Klenow question

neale at mbcf.stjude.org neale at mbcf.stjude.org
Mon Apr 11 17:18:53 EST 1994


In article <-110494115337 at dent-226-97.dentistry.umich.edu>, @umich.edu (Steven Coon) writes:
> In article <sticknbd-080494070634 at 160.129.125.9>,
> sticknbd at ctrvax.vanderbilt.edu (Henry) wrote:
> 
>> When I make random-primed probes, the protocol I use
>> says to stop the reaction after 30 to 60 minutes with
>> EDTA (or heat), which I always do.  What would be the
>> consequences of allowing the reaction to continue?  I
>> cannot envision any ill effects of letting the reaction
>> go, even if it were to go on for several hours.  Comments?
>> sticknbd at miranda.cc.vanderbilt.edu
> 
> 
> 
> I think that the enzyme doesn't last for very long  anyway so it really
> doesn't matter very much. In most cases the majority of labeling occurs in
> the first 15 minutes anyway.
> 
> Steve Coon
> sdcoon at umich.edu
> University of Michigan Medical Center.


In answer to the first query: it should not matter "in theory" if you let the
reaction proceed longer. In practice, the Klenow supplied with your protocol
may be contaminated with exonuclease, and therefore prolonged incubation time
would not be desirable. Remember, Klenow is the fragment of DNA pol I that
lacks the 5' to 3' nuclease activity, and was originally generated (and still
sold by some companies) as a purified proteolytic fragment. Even with cloned
Klenow the possibility still exists for other nucleases to co-purify with the
expressed protein. 

In addition to the possibility of contaminating nucleases, Klenow still retains
3' to 5' proofreading nuclease activity. Prolonged exposure of DNA to high
amounts of Klenow can result in 3' recessed ends due to this activity, thus
you may lose some of your labeled probe by increasing the length of incubation.

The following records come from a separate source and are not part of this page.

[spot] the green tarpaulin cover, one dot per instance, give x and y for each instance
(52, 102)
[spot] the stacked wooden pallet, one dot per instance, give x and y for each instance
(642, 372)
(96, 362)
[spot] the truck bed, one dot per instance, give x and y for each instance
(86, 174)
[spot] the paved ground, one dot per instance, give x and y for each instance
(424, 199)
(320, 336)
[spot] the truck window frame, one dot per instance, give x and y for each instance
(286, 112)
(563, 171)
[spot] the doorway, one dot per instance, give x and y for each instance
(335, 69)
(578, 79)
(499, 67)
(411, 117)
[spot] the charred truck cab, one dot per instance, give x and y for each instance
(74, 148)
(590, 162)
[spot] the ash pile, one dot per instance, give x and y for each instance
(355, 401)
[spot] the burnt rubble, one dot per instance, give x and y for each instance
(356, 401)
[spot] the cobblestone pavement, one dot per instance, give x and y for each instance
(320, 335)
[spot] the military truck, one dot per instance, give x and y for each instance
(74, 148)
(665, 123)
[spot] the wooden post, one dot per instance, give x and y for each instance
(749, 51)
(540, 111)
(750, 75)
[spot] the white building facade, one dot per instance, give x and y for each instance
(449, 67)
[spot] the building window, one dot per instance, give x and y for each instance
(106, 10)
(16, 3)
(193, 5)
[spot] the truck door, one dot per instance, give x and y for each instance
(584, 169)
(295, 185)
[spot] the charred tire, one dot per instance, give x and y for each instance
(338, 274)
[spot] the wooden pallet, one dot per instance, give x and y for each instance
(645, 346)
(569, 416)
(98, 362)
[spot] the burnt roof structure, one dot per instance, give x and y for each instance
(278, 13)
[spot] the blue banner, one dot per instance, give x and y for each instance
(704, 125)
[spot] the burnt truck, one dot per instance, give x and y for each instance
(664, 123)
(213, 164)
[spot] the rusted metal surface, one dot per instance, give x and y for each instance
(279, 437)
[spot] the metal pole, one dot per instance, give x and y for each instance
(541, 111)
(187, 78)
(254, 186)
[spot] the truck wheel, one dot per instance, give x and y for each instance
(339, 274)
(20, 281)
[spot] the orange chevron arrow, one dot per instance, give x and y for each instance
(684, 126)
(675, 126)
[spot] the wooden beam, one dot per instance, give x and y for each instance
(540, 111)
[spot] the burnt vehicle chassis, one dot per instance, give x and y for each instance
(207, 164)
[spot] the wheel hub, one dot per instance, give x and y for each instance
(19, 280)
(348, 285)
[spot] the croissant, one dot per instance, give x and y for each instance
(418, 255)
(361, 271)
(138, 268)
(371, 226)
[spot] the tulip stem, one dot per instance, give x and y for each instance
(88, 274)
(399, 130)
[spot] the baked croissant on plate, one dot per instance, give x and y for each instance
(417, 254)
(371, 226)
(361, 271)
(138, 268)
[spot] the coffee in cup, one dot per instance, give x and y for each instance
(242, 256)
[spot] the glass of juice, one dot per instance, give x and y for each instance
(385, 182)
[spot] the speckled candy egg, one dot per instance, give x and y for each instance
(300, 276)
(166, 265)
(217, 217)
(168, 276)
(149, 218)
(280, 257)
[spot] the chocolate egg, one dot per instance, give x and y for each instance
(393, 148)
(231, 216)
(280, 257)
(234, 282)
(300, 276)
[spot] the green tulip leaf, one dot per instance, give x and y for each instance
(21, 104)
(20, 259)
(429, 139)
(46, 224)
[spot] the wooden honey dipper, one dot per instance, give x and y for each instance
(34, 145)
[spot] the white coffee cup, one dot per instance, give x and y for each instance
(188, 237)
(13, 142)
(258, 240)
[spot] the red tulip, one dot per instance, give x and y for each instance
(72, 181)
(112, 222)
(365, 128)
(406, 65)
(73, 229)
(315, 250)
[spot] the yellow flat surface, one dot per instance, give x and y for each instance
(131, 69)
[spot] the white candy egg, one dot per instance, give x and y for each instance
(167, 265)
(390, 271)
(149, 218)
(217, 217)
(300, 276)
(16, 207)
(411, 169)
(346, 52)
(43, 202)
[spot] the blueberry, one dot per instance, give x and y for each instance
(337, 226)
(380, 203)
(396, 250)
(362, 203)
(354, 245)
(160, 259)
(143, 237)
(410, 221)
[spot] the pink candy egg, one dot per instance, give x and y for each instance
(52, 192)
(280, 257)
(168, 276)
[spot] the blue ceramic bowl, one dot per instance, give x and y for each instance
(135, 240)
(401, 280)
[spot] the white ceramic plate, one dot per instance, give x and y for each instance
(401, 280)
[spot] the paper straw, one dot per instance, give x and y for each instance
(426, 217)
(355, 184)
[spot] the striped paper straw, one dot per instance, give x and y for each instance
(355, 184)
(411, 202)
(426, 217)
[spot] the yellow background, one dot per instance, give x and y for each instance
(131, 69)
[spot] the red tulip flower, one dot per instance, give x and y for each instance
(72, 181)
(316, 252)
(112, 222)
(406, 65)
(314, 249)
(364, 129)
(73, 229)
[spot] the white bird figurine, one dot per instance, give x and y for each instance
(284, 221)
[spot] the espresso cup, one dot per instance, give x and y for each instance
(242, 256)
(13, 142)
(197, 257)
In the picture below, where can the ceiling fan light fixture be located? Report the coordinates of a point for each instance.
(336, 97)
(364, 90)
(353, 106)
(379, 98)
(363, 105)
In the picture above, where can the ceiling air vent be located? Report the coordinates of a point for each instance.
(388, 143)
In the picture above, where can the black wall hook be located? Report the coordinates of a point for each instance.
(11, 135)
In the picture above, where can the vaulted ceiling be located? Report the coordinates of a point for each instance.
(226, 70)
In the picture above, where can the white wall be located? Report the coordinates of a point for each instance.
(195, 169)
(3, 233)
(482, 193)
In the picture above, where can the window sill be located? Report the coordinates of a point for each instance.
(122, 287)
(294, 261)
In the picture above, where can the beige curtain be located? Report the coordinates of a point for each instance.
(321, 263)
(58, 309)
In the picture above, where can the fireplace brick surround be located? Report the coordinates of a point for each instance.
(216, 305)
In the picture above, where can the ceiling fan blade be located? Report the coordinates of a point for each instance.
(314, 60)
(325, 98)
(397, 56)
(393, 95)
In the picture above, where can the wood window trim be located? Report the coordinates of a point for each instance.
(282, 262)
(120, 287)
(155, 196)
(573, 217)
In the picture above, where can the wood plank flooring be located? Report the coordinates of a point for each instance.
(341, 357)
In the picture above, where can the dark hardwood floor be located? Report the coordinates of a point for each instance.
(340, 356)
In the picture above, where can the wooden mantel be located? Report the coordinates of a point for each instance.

The original random-primed protocol of Feinberg and Vogelstein used random
hexamers for priming. This necessitated the use of low incubation temperatures
to allow annealing of the hexamers to the denatured DNA fragment. And, at the
lower temperature (room temp), polymerization is not very efficient. With the
advent of random octamers/nonamers/decamers the incubation temperature can be
raised to 37 C, and polymerization is very rapid. 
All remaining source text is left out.